2020-09-09T23:42:03   kernel   723.581121 [4006] netmap_transmit bce0 drop mbuf that needs checksum offload
2020-09-09T23:41:58   kernel   718.205255 [4006] netmap_transmit bce0 drop mbuf that needs checksum offload
2020-09-09T23:41:53   kernel   713.085191 [4006] netmap_transmit bce0 drop mbuf that needs checksum offload
2020-09-09T23:41:48   kernel   707.965228 [4006] netmap_transmit bce0 drop mbuf that needs checksum offload
2020-09-09T23:41:42   kernel   702.589255 [4006] netmap_transmit bce0 drop mbuf that needs checksum offload
2020-09-09T23:41:37   kernel   697.337566 [4006] netmap_transmit bce0 drop mbuf that needs checksum offload
2020-09-09T23:02:00   configctl[8592]   error in configd communication Traceback (most recent call last): File "/usr/local/opnsense/service/configd_ctl.py", line 68, in exec_config_cmd line = sock.recv(65536).decode() socket.timeout: timed out
2020-09-09T23:02:00   configctl[53856]   error in configd communication Traceback (most recent call last): File "/usr/local/opnsense/service/configd_ctl.py", line 68, in exec_config_cmd line = sock.recv(65536).decode() socket.timeout: timed out
2020-09-09T22:43:00   /update_tables.py[68067]   fetch alias url https://www.spamhaus.org/drop/drop.txt (lines: 944)
2020-09-09T22:02:00   /update_tables.py[62598]   fetch alias url https://www.spamhaus.org/drop/dropv6.txt (lines: 39)
2020-09-09T22:02:00   configctl[9337]   error in configd communication Traceback (most recent call last): File "/usr/local/opnsense/service/configd_ctl.py", line 68, in exec_config_cmd line = sock.recv(65536).decode() socket.timeout: timed out
2020-09-09T22:02:00   configctl[46137]   error in configd communication Traceback (most recent call last): File "/usr/local/opnsense/service/configd_ctl.py", line 68, in exec_config_cmd line = sock.recv(65536).decode() socket.timeout: timed out
2020-09-09T21:59:09   /flowd_aggregate.py[5222]   vacuum done
Running OPNsense on 4 core Intel Xeon E5506, 20GB RAM, 2x Broadcom NetXtreme II BCM5709, 4x Intel 82580
Ubench Single CPU: 307897 (0.39s)

Hi @andreas,

Do these checksum offloading errors start just after you start the ping from the other side of the vpn tunnel?

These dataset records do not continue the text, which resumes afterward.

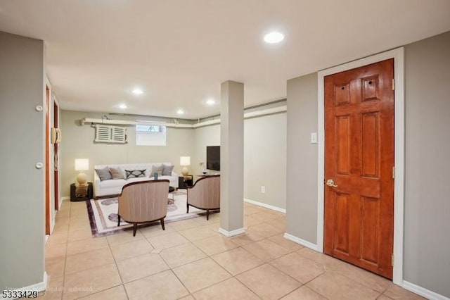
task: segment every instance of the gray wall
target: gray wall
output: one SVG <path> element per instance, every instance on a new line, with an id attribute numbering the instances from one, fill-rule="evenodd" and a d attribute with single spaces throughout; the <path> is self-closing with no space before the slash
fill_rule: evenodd
<path id="1" fill-rule="evenodd" d="M 0 290 L 42 282 L 44 43 L 0 32 Z"/>
<path id="2" fill-rule="evenodd" d="M 101 118 L 105 113 L 61 111 L 60 126 L 63 139 L 60 149 L 61 195 L 70 195 L 70 186 L 78 174 L 75 170 L 75 158 L 89 158 L 90 170 L 85 172 L 90 181 L 94 179 L 94 166 L 108 163 L 171 162 L 174 171 L 181 173 L 180 156 L 193 155 L 194 132 L 191 129 L 167 128 L 166 146 L 136 146 L 135 126 L 127 130 L 128 143 L 94 143 L 95 128 L 79 125 L 83 118 Z M 120 120 L 145 120 L 143 117 L 117 115 Z M 192 161 L 191 161 L 192 163 Z"/>
<path id="3" fill-rule="evenodd" d="M 450 32 L 405 46 L 404 279 L 450 297 Z M 286 231 L 316 243 L 316 73 L 288 82 Z"/>
<path id="4" fill-rule="evenodd" d="M 286 208 L 285 113 L 244 121 L 244 197 Z"/>
<path id="5" fill-rule="evenodd" d="M 288 81 L 286 232 L 317 242 L 317 74 Z"/>
<path id="6" fill-rule="evenodd" d="M 450 32 L 405 61 L 404 279 L 450 297 Z"/>

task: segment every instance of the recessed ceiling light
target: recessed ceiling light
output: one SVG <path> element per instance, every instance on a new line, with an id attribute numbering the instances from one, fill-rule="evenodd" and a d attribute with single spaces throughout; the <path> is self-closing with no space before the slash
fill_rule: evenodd
<path id="1" fill-rule="evenodd" d="M 140 95 L 143 94 L 143 92 L 142 92 L 142 89 L 134 89 L 131 91 L 131 92 L 135 95 Z"/>
<path id="2" fill-rule="evenodd" d="M 214 101 L 213 99 L 207 99 L 206 101 L 206 104 L 207 105 L 214 105 L 216 104 L 216 101 Z"/>
<path id="3" fill-rule="evenodd" d="M 279 43 L 284 39 L 284 35 L 281 32 L 269 32 L 264 35 L 264 42 L 269 44 Z"/>

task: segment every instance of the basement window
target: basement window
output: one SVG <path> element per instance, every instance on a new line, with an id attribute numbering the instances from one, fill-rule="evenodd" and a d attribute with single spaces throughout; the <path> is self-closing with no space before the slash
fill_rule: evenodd
<path id="1" fill-rule="evenodd" d="M 136 146 L 165 146 L 166 127 L 154 124 L 136 125 Z"/>

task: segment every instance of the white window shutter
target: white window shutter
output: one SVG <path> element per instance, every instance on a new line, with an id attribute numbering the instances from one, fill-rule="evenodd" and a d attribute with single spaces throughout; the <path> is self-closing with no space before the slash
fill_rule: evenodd
<path id="1" fill-rule="evenodd" d="M 97 124 L 94 142 L 100 143 L 127 143 L 127 128 Z"/>

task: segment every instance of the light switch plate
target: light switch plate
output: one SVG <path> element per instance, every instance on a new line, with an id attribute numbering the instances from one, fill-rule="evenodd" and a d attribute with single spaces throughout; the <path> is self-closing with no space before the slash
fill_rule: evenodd
<path id="1" fill-rule="evenodd" d="M 311 132 L 311 144 L 317 144 L 317 132 Z"/>

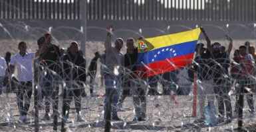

Yes, exactly in that moment (or +~2secs).
Running OPNsense on 4 core Intel Xeon E5506, 20GB RAM, 2x Broadcom NetXtreme II BCM5709, 4x Intel 82580
Ubench Single CPU: 307897 (0.39s)

Understood, thanks for the update.

Weird. Then it seems wireguard somehow manages to enable offloadings on the bce adapter....

Anyone who has a similar problem with wireguard + Suricata / Sensei? I wonder if this is a common problem?